Erbschloe v. General Motors Corp.

CRIST, Judge.

Employee appeals the denial of his claim for workers’ compensation due to a back injury. The administrative law judge found Employee was not entitled to compensation. The Labor and Industrial Relations Commission and the circuit court upheld this decision. We affirm.

Employee alleged he injured his back on May 2, 1980, while lifting an object as part of his job as an assembly line worker for Employer. He subsequently had back surgery to correct the problem. Employee testified at his hearing on November 8, 1988, that he still had constant, severe pain. He testified he could not stand, sit or walk for long periods of time, could not bend over very far, or raise his arms above his head.

At the hearing, Employer produced a surveillance videotape which contradicted Employee’s testimony. Prior to the hearing, Employee asked Employer to produce all statements and other evidence relating to statements of Employee pursuant to § 287.215, RSMo 1986. Employer did not produce the videotape. At the hearing, the videotape was admitted into evidence over Employee’s objections.

The administrative law judge found Employee’s testimony incredible, at least in part due to the videotape.

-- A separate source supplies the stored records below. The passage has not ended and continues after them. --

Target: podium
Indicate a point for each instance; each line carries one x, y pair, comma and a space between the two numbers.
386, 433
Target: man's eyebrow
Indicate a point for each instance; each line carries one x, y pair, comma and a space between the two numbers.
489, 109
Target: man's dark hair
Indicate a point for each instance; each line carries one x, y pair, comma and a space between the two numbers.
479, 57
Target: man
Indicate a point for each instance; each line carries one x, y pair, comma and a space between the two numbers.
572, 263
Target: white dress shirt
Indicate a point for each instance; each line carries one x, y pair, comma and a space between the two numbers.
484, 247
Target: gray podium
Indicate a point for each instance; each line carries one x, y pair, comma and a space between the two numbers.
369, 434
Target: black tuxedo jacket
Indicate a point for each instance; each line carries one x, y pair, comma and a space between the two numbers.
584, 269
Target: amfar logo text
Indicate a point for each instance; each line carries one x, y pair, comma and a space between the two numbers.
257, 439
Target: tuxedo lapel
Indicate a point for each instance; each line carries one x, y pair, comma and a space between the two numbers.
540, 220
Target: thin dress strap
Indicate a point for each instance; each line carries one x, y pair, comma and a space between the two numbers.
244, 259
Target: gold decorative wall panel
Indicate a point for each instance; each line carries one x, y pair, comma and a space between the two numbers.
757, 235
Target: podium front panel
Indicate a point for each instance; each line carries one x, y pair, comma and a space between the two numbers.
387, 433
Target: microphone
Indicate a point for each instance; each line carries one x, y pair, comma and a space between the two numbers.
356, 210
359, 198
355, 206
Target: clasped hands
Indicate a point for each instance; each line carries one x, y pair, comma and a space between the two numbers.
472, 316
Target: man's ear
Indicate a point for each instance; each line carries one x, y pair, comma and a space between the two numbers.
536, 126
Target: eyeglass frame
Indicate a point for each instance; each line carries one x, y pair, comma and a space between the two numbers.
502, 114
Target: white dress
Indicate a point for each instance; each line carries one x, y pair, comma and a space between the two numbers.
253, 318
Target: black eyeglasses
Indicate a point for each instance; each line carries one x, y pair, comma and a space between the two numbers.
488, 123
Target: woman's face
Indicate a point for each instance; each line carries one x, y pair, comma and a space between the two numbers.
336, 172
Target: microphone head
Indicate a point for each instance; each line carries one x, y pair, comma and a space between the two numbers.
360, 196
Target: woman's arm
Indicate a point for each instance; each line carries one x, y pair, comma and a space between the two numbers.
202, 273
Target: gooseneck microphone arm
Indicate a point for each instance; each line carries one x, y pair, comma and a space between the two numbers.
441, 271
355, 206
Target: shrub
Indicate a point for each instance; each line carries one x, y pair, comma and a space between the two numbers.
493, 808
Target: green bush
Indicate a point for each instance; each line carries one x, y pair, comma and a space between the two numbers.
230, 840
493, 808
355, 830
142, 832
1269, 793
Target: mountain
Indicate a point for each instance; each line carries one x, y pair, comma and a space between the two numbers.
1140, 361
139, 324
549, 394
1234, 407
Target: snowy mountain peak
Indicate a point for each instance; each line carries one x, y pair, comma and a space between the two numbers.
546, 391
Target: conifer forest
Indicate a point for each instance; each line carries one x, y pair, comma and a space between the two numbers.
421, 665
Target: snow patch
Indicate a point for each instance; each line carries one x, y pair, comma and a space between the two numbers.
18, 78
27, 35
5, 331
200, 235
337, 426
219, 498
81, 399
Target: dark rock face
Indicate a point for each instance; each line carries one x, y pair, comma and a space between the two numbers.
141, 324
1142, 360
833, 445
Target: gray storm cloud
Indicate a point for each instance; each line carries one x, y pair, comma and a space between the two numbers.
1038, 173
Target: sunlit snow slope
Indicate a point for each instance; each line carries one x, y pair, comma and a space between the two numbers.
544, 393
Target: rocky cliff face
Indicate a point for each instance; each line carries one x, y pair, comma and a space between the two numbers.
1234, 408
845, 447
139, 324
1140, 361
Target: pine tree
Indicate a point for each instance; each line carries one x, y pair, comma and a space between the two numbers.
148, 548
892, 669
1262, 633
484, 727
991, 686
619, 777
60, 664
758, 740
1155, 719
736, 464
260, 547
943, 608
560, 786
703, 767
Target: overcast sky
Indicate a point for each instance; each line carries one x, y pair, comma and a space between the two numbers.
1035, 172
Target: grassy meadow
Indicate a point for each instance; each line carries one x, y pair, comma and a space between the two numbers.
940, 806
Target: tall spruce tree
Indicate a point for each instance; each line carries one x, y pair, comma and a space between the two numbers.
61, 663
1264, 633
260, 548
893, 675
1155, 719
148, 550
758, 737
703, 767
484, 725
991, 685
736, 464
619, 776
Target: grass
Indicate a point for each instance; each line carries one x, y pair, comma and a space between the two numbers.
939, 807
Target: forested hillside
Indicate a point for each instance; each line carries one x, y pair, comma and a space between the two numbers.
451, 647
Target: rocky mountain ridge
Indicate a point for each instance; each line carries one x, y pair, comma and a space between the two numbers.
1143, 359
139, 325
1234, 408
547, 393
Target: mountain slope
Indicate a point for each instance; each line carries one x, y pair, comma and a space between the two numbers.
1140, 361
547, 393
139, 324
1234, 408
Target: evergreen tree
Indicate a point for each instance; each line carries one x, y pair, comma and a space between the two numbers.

The judge ruled against Employee in his claim for compensation, and also ruled that the videotape was not a “statement” under § 287.215. These holdings were upheld by the Labor and Industrial Relations Commission and were affirmed by the circuit court.

On appeal, Employee contends the videotape was a statement within the meaning of § 287.215, and should have therefore been furnished to Employee. Employee argues that because it was not furnished, it was inadmissible, and the denial of his claim for compensation should be reversed.

Section 287.215 provides as follows:
No statement in writing made or given by an injured employee, whether taken and transcribed by a stenographer, signed or unsigned by the injured employee, or any statement which is mechanically or electronically recorded, or taken in writing by another person, or otherwise preserved, shall be admissible in evidence, used or referred to in any manner at any hearing or action to recover benefits under this law unless a copy thereof is given or furnished the employee, or his dependents in case of death, or their attorney, within fifteen days after written request for it by the injured employee, his dependents in case of death, *119or by their attorney. The request shall be directed to the employer or its insurer by certified mail.

Employee suggests that because Missouri courts have found conduct to be an admission (see Reiling v. Russell, 345 Mo. 517, 134 S.W.2d 33 (Mo.1939)), that videotapes such as the one in this case should be considered statements for discovery purposes under § 287.215 in Workers’ Compensation cases. We disagree. The statute clearly addresses only statements. There is no authority for Employee’s proposition that a videotape with no audio portion constitutes a statement under § 287.215. Further, such evidence is valuable in determining the credibility of a witness. The videotape in this case was admissible to impeach Employee’s testimony and diminish his recovery. Wren v. St. Louis Public Service Company, 333 S.W.2d 92, 97 [6] (Mo.1960).

Judgment affirmed.

PUDLOWSKI, P.J., concurs. STEPHAN, J., concurs in separate opinion.